Es ist wieder soweit: das schöne Wetter lockt ins Grüne! Und mit dem Aufenthalt im Freien steigt das Risiko für eine heimtückische Infektionskrankheit – die Borreliose.

Borreliose – Faktencheck:

Infektionen:      zwischen 9.000 und 14.000 pro Jahr in Deutschland (Quelle:nature)

Erreger:             Borrelia burgdorferi

Übertragung:    vorwiegend durch den Stich der Schildzecke (Ixodes ricinus). Je länger sich die Zecke auf der Haut festsaugt, desto größer das Infektionsrisiko. Eine Übertragung durch andere Insekten wie stechende Fliegen, Mücken oder Bremsen scheint ebenfalls möglich zu sein, ist aber vergleichsweise selten.
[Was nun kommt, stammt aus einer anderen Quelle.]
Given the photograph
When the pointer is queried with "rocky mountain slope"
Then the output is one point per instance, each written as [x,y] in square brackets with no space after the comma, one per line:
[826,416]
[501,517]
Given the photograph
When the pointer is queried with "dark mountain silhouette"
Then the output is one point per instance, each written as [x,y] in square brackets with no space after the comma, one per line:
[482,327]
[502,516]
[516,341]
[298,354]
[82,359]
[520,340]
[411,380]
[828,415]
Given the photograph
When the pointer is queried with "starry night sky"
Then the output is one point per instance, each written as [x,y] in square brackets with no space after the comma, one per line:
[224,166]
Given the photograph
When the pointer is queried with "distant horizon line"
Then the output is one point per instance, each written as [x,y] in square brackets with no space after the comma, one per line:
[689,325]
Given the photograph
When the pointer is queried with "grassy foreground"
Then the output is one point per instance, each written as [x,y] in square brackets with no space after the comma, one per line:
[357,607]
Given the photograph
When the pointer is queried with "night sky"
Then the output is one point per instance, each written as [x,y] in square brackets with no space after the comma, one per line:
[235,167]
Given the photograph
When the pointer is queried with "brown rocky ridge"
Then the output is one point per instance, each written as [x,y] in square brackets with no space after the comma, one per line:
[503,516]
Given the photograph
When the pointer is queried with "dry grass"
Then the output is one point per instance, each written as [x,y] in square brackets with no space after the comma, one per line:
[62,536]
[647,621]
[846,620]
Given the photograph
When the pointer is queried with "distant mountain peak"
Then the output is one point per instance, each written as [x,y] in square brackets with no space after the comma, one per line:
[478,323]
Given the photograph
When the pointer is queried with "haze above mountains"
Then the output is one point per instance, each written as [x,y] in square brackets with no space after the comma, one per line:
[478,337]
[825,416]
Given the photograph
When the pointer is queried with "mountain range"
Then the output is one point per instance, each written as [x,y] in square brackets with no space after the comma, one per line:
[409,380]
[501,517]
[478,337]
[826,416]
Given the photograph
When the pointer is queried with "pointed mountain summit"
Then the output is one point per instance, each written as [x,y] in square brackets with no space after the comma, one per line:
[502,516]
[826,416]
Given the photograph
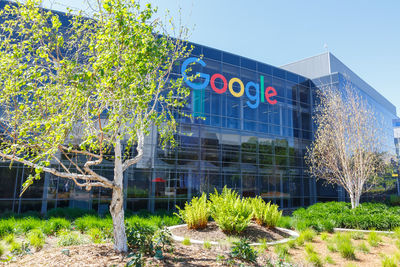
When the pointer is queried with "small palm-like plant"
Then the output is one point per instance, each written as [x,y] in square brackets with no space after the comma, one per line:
[231,213]
[196,213]
[265,214]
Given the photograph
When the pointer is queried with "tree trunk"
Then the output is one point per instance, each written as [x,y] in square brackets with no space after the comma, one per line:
[355,200]
[117,203]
Risikogebiete:   siehe FSME-Risikogebiete beim Robert-Koch-Institut

Hauptsaison:    März bis Oktober mit Peak im Juli; bei warmen Temperaturen auch früher bzw. später

Besonders gefährdet:   Die Ixodes-Zecke liebt es bequem: sie läuft nicht auf den Menschen zu oder springt ihn an, sondern wartet gemütlich auf einem Grashalm, im Gebüsch oder auf herumliegendem Totholz, bis sie von Passanten im Vorbeigehen abgestreift wird. Daraus leiten sich besonders gefährdete Personenkreise ab: spielende Kinder und Wanderer abseits der Wanderwege.
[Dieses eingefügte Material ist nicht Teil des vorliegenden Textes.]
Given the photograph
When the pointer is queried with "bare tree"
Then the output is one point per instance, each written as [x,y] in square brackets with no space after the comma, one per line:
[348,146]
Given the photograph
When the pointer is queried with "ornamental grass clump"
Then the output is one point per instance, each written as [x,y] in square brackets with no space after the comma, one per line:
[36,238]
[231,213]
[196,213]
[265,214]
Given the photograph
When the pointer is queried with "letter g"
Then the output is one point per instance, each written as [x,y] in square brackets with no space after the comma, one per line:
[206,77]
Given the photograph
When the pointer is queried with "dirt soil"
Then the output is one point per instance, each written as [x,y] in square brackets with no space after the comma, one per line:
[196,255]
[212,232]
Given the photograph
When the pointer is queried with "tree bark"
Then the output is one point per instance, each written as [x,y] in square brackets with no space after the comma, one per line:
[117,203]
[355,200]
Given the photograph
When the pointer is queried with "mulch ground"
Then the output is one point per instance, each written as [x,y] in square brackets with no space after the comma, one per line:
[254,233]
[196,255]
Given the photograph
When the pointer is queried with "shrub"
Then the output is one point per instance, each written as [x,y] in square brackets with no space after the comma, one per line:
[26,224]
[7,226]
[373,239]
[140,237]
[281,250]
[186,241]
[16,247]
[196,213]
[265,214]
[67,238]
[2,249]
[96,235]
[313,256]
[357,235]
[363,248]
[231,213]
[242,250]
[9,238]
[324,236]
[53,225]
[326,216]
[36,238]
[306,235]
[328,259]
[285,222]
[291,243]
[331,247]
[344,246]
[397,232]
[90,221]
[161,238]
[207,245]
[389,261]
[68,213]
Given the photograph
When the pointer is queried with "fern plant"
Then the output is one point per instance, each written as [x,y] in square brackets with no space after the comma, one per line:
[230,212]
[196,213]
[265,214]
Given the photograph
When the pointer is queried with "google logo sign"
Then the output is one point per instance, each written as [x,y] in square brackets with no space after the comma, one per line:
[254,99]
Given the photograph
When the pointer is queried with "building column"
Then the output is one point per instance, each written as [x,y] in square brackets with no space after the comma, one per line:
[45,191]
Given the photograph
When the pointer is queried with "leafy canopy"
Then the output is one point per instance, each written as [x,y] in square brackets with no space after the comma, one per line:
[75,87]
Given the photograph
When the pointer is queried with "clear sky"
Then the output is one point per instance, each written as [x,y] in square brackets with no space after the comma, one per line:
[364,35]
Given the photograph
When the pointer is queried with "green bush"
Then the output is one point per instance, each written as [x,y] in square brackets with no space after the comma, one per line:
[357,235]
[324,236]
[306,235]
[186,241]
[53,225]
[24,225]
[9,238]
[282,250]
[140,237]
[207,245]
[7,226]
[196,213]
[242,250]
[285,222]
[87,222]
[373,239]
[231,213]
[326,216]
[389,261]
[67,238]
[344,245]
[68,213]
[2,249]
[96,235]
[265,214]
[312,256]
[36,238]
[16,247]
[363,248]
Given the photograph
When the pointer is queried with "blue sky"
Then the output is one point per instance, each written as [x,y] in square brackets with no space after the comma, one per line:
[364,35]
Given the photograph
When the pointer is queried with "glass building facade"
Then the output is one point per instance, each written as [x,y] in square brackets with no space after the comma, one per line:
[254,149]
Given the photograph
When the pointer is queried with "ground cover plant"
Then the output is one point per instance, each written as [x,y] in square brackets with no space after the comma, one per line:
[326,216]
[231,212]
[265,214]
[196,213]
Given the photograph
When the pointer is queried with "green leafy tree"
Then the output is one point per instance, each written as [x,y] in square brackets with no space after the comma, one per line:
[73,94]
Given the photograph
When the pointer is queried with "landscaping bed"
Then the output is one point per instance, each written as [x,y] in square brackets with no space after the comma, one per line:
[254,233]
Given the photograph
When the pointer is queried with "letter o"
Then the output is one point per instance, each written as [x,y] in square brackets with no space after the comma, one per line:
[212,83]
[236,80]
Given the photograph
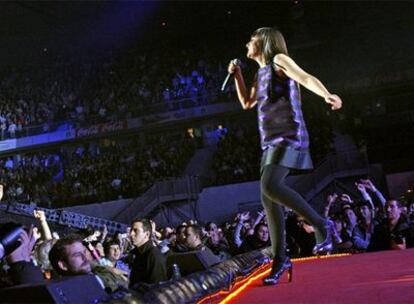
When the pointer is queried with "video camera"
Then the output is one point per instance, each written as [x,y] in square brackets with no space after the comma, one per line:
[9,238]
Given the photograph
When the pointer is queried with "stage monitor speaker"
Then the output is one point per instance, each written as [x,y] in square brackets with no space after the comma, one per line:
[193,261]
[75,289]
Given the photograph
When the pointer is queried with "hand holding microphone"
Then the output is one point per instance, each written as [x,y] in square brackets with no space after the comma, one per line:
[233,66]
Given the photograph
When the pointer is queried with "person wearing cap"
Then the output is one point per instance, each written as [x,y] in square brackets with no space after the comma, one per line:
[361,235]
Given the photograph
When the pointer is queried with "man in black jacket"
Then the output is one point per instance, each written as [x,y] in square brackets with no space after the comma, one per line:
[394,232]
[149,265]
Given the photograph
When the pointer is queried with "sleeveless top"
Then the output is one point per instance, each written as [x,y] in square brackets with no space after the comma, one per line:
[283,135]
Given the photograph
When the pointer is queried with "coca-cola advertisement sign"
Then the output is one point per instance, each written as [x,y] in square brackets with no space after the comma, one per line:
[102,128]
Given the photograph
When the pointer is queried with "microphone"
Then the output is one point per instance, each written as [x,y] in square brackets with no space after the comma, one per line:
[226,80]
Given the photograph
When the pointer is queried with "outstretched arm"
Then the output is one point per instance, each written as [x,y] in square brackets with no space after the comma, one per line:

Prävention:       Lange Hosen/langärmelige Kleidung/festes Schuhwerk beim Wandern; Einsatz von sogenannten Repellents wie z. B. Anti Brumm Spray

Die Krankheitsphasen

Klassisch werden bei der Borreliose 3 Stadien unterschieden:

Stadium I:          Kennzeichen ist hier die Wanderröte (Erythema migrans), die sich zentrifugal um die Einstichstelle ausbreitet. Sie kann Tage bis Wochen nach dem Zeckenstich auftreten, der dann unter Umständen längst in Vergessenheit geraten ist. Begleiterscheinungen können, müssen aber nicht sein: Fieber, Lymphknotenschwellungen, Kopf-, Glieder-, Gelenkschmerzen oder Bindehautentzündung. Vielleicht fühlen Sie sich auch einfach irgendwie schlapp und wissen nicht so recht, warum.
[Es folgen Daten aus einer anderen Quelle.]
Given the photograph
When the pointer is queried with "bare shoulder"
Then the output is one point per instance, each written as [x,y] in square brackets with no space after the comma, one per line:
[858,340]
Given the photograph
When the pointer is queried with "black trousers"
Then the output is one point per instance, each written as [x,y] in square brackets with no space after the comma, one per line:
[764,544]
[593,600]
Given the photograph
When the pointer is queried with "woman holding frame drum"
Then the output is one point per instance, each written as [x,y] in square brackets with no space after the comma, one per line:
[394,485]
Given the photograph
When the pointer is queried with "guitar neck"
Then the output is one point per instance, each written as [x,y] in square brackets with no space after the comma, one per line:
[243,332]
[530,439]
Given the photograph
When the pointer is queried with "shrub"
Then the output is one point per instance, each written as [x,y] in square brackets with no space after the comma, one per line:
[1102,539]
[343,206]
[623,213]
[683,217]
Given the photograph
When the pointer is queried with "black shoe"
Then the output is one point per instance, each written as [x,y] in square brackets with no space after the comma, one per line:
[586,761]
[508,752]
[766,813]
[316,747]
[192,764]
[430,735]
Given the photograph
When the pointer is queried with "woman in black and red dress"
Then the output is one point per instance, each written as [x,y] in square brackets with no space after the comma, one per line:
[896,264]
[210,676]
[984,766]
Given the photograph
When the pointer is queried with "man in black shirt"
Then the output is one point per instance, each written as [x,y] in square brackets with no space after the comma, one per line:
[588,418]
Stadium II:         Man spricht hier von der Neuroborreliose. Bei manchen Menschen setzt die Erkrankung gleich in diesem Stadium ein, weil bei ihnen weder die Wanderröte (stark) ausgeprägt war, noch irgendwelche der o.g. Begleiterscheinungen aufgetreten sind. Bei anderen tritt sie Wochen bis Monate nach der (längst vergessenen) Erstmanifestation auf. Plötzlich leidet der Betroffene unter brennenden Muskelschmerzen oder Lähmungen, sieht vielleicht unscharf oder Doppelbilder oder hat sonstige neurologische Ausfälle wie z. B. eine Lähmung des Gesichtsnervs. V.a. bei Kindern kann es zu Meningitis oder einem Borrelien-Lymphozytom mit blauroter Schwellung am Ohrläppchen kommen. Oder es machen sich Herzbeschwerden wie Herzstolpern oder Herzrasen bemerkbar.

Stadium III:        Monate bis Jahre nach der Infektion kommt es zur sogenannten Lyme-Arthritis und einer chronischen Hautentzündung namens Acrodermatitis chronica atrophicans Herxheimer. Das lässt nichts Gutes ahnen!

Bevorzugte Lokalisationen der Arthritis sind die Kniegelenke, aber auch Sprunggelenke, Ellenbogen-, Finger-, Zehen-, Handwurzel- und selten Kiefergelenke.

Die Hautentzündung tritt oft an Händen und Füßen auf. Hier kommt es zunächst zu einem Anschwellen der Körperregion und im weiteren Verlauf zu einem Gewebeschwund, bis die Haut dünn wie Pergamentpapier und bläulich verfärbt ist.

In diesem Stadium kommt es vermehrt zu Polyneuropathien mit Schmerzen und Kribbeln der betroffenen Extremität. Desweiteren treten auf: chronische Müdigkeit, Antriebslosigkeit, Muskel- und Skelettschmerzen.

Die Therapie

Ist die Diagnose mittels Laborwerten aus dem Serum oder Liquor gesichert, setzt standardmäßig eine Antibiotika-Therapie ein. Diese kann, muss aber nicht in jedem Fall zum gewünschten Erfolg führen. Sie kann die Symptomatik vorübergehend auch verschlimmern (Jarisch-Herxheimer-Reaktion).

Und nun?

Fortsetzung folgt…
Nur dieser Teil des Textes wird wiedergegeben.